I apologize that the title is italicized instead of underlined, as I know that is really going to bother some of you. If you know the html coding for how to get underlining to happen, let me know and I'll be happy to change it. Otherwise I recommend underlining it yourself on your monitor using a permanent marker. But I digress.
I hate reviewing books, but I want you to read this one, so I've devised an express format:
Sag Harbor is a community in the Hamptons on Long Island that has a historically black settlement in it, populated by wealthy, professional black people from the five boroughs. The story is set in that community, and reflects the dichotomy that having parallel wealthy, but racially divided, communities creates. That separation occupies a surprisingly large amount of both the novel, and the character's emotional space. But really it's about two brothers that spend the summer in Sag Harbor at their family's summer house, largely unsupervised, and the broad possibility of re-invention that a summer alone brings.
Language: Sometimes lyrical, always lush, you'll want to lick it from the page. Also: sometimes there is early 80's rap used, and it's hilarious to read Whitehead's description of why rap was important.
Point: Call me unprepared, but I had never thought about the fact that a wealthy, successful class of black people wouldn't have had anyplace to go. Now that I've thought about it, I want to know more. It must feel like the way that being gay used to be harder but also it was more of a club, and now that it's more accepted it feels like less of a bond. Difficult.

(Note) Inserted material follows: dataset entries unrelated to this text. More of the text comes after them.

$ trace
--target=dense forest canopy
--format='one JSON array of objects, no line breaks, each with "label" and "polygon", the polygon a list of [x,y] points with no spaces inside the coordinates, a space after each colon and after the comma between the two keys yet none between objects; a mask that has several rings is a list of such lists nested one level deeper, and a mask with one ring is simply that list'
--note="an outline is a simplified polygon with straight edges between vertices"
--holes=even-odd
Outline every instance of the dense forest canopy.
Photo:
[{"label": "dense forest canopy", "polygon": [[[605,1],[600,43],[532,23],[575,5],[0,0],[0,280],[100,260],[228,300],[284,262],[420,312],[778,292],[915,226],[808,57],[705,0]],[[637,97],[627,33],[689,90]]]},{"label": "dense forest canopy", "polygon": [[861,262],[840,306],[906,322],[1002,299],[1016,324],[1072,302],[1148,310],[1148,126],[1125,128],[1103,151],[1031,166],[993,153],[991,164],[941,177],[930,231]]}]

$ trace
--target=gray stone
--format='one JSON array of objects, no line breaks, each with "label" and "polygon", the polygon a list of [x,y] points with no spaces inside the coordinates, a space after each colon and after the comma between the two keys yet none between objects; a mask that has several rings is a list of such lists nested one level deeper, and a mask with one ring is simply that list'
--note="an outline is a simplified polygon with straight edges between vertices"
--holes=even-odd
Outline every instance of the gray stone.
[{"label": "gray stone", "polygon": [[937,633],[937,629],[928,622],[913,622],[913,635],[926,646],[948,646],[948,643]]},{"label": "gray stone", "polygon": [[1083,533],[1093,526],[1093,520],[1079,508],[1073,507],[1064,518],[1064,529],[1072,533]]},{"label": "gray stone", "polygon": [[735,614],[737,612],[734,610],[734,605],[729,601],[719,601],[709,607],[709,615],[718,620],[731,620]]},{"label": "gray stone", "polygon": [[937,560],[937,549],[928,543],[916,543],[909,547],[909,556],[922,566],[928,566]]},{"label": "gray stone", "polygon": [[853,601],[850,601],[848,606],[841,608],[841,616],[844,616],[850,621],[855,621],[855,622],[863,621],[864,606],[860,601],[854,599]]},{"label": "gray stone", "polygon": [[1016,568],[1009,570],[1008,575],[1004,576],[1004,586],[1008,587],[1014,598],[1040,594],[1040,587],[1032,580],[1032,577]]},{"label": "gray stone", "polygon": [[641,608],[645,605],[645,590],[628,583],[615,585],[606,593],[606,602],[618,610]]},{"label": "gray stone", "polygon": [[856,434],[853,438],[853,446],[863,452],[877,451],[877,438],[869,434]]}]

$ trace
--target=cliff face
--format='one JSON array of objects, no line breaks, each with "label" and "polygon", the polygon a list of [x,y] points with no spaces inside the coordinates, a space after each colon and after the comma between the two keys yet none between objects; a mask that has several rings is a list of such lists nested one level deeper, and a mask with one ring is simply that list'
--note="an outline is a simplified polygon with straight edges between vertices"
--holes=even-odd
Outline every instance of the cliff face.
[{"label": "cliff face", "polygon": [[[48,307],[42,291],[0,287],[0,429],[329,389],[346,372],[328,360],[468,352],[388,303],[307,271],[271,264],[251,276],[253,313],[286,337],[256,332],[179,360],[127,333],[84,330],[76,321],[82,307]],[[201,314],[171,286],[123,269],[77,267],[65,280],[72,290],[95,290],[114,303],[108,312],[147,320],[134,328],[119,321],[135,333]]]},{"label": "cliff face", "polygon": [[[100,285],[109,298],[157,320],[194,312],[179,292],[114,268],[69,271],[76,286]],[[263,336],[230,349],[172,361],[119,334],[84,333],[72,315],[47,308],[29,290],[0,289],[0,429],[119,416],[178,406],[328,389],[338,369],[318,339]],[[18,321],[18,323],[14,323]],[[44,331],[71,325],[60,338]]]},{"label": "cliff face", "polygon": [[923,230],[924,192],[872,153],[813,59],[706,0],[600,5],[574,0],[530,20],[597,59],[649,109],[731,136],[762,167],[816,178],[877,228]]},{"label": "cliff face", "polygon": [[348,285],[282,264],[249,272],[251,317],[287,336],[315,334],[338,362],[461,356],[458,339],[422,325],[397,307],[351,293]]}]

Counterpoint: But not really about the separation of wealthy blacks and whites, really about the awkwardness of trying to transform yourself from a boy into a man.
Hilarity?: Oh, in spades. Re: Early 80s rap lyrics, trying to sneak into a club by dressing as a preppy kid, stealing old coke because new coke was terrible and your stockpile was dwindling, summer jobs scooping ice cream, turf wars over what is acceptable white culture and what is not. Apparently, Kraftwerk was ok.
Tragedy?: There is a passage where the main character's dad gets drunk and angry as he prepares to grill some chicken, the number of drinks punctuated by the onomatopoeia of the liquor cabinet quietly opening and closing as refills are poured. The quiet, assumedly-pleasurable process of getting ready to barbecue takes on the milestone-counting quality of a march to doom, punctuated by the sound of the liquor cabinet door. The tension was delicious.